Governor’s representative to Puerto Rico fiscal board steps down
SAN JUAN – After just over six months representing Puerto Rico’s government before its fiscal control board, attorney Elías Sánchez resigned his position, effective Wednesday.
Gov. Ricardo Rosselló appointed Thursday the president of the Government Development Bank (GDB), attorney Christian Sobrino, as his representative to the fiscal board. Sobrino will take Sánchez’s seat, which the governor stressed will serve to promote the economic development agenda for the island before the federally established board and ensure the implementation of the fiscal plan to benefit the people of Puerto Rico. The position has a voice, but no vote.
“The representation of the Governor of Puerto Rico on the Oversight Board is an exclusive prerogative of the Governor,” board Chairman José Carrión said in a statement. “We had the opportunity to work very closely with Mr. Sánchez-Sifonte. Elías was always available, committed and dedicated to represent with determination the Governor’s postures before the Board. I personally thank him for his work and wish him success in his future endeavors. And anticipate with enthusiasm the opportunity to work likewise with the new representative that the Governor may see fit to designate….”
“It’s not getting off the bus, you’ll ever find more support [for the governor] than mine. I am convinced this is what Puerto Rico needs. But…my job was to put the process on track, and it already is,” Sánchez said about his resignation in a WKAQ radio interview.
The governor thanked Sánchez for his work and described his performance before the fiscal control board as “highly competent, addressing very complex situations with great professional skill.”
“As governor, I wish to thank Mr. Elías Sánchez Sifonte for his willingness to serve Puerto Rico, his commitment to our administration and, on a personal level, our respect and esteem,” Rosselló said.
Sánchez, who led Rosselló’s transition committee, said the governor knew two weeks ago about his resignation, but does not know if he has a substitute for the post.
Although he acknowledged that the Puerto Rico government’s current situation ahead of the renegotiation of its debt in federal court “is serious,” Sánchez said he did not leave the board for that reason, since the worst happened in January “and we said: ‘Let’s take it on.'”
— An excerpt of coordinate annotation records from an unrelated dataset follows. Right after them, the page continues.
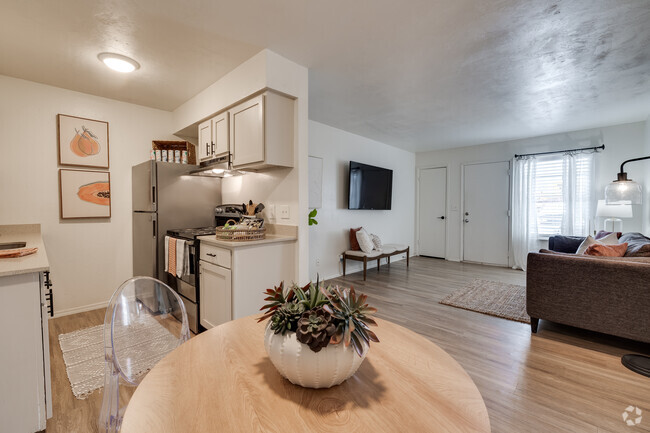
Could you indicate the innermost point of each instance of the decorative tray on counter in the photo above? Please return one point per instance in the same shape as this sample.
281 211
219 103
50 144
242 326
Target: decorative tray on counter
244 231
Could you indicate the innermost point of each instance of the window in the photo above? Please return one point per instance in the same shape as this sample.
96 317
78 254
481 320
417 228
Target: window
562 189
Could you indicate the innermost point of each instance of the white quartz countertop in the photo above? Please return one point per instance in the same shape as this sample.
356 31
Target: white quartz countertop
270 239
31 234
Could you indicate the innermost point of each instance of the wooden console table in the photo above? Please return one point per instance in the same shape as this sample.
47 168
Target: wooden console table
222 380
360 256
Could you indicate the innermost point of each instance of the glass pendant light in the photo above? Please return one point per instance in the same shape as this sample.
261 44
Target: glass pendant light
623 191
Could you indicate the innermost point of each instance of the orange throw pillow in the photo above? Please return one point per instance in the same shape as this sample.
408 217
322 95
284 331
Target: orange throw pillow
617 250
354 243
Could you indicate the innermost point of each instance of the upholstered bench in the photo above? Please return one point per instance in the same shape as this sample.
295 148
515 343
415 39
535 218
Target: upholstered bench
387 251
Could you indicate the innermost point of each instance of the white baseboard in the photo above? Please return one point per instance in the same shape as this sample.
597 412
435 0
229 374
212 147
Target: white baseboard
81 309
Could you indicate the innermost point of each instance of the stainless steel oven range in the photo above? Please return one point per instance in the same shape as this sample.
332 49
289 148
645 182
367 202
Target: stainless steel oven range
188 285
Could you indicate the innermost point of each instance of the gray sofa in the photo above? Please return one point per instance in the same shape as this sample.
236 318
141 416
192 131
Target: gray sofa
603 294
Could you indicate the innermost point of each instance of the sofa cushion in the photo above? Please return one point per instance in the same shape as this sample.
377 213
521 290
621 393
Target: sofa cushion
365 242
354 244
617 250
637 245
565 244
602 233
610 239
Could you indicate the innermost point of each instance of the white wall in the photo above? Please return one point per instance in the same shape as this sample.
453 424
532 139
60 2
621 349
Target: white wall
89 259
646 181
621 142
330 237
285 186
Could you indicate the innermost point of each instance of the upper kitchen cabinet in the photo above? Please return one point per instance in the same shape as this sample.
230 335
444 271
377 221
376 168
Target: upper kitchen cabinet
205 140
261 132
213 137
220 134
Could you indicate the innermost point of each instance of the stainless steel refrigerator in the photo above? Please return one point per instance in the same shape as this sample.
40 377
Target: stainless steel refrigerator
166 197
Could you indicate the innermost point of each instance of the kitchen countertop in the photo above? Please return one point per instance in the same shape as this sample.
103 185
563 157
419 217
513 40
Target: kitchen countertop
31 234
270 239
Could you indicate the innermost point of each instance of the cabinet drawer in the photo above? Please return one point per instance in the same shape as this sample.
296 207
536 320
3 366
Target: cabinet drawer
215 255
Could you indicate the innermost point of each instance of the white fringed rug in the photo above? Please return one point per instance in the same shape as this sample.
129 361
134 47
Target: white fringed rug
507 301
146 342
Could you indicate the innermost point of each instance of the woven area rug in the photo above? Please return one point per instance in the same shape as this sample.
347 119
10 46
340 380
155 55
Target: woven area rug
507 301
146 342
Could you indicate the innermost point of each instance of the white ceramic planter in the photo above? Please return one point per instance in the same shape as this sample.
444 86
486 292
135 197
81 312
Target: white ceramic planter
302 366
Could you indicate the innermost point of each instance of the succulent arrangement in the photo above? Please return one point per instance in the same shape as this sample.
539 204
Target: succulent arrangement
321 315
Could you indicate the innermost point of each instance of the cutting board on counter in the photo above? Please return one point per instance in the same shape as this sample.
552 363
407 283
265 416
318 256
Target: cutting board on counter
17 252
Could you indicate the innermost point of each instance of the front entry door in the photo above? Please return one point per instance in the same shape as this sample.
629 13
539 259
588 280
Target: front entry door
485 213
432 213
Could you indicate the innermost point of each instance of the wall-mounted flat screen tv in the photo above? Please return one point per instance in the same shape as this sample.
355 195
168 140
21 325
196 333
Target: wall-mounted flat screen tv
370 187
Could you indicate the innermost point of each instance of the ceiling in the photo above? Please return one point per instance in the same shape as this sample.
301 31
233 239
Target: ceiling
417 74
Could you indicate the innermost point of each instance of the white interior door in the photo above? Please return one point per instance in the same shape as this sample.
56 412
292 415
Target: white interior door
432 230
485 213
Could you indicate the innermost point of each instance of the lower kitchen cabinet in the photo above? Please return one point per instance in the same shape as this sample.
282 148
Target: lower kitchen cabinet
234 275
25 387
216 292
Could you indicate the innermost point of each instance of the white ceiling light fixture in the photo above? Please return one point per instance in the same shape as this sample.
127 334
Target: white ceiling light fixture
118 62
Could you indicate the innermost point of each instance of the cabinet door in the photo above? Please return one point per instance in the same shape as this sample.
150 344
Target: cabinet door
215 286
247 132
220 134
205 140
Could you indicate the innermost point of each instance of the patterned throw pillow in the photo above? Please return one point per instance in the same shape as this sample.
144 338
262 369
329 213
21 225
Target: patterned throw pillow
617 250
637 245
354 244
376 242
365 243
610 239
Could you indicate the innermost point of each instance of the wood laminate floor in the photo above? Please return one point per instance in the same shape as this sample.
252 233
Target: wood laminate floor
559 380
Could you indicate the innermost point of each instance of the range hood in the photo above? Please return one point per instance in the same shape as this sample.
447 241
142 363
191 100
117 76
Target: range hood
217 167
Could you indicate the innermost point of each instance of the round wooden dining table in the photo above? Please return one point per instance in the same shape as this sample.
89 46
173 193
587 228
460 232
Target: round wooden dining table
223 381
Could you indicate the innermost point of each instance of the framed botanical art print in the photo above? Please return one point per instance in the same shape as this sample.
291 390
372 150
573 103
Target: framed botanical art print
82 142
84 194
“What I leave pending is there must now be a change in what the discourse of the fiscal situation has been,” said the former government representative, who insisted he differs from the board in that it has the power to impose an employee furlough.
Although Chairman Carrión has said he is willing to go to court if the Rosselló administration failed to comply and a cut to public employee work hours was required, Sánchez is confident “the government will comply.”
Sánchez’s resignation comes amid questioning by the Espacios Abiertos organization, which accuses the fiscal board of presenting “incomplete” information related to the financial interests of its members.
Sánchez was one of the less compliant members after board Deputy Director Ramón Ruiz Comas. For Espacios Abiertos, the former government representative to the board provided only 63.6 percent of the data required, failing to provide neither the certification of the ethics adviser nor his and his wife’s assets, income and retirement accounts.
Prof. Ángel Rosa, a political analyst, said he believes Sánchez was partly responsible for the Rosselló administration’s effective communications.
“[Sánchez] has the right to have a professional life. He knows what’s coming and understands it well. He has seen it discussed and doesn’t want to be one of those who place their signatures on what awaits the country in the coming years,” said Rosa, referring to the possible imposition of a reduction of public employee work hours and cuts to healthcare.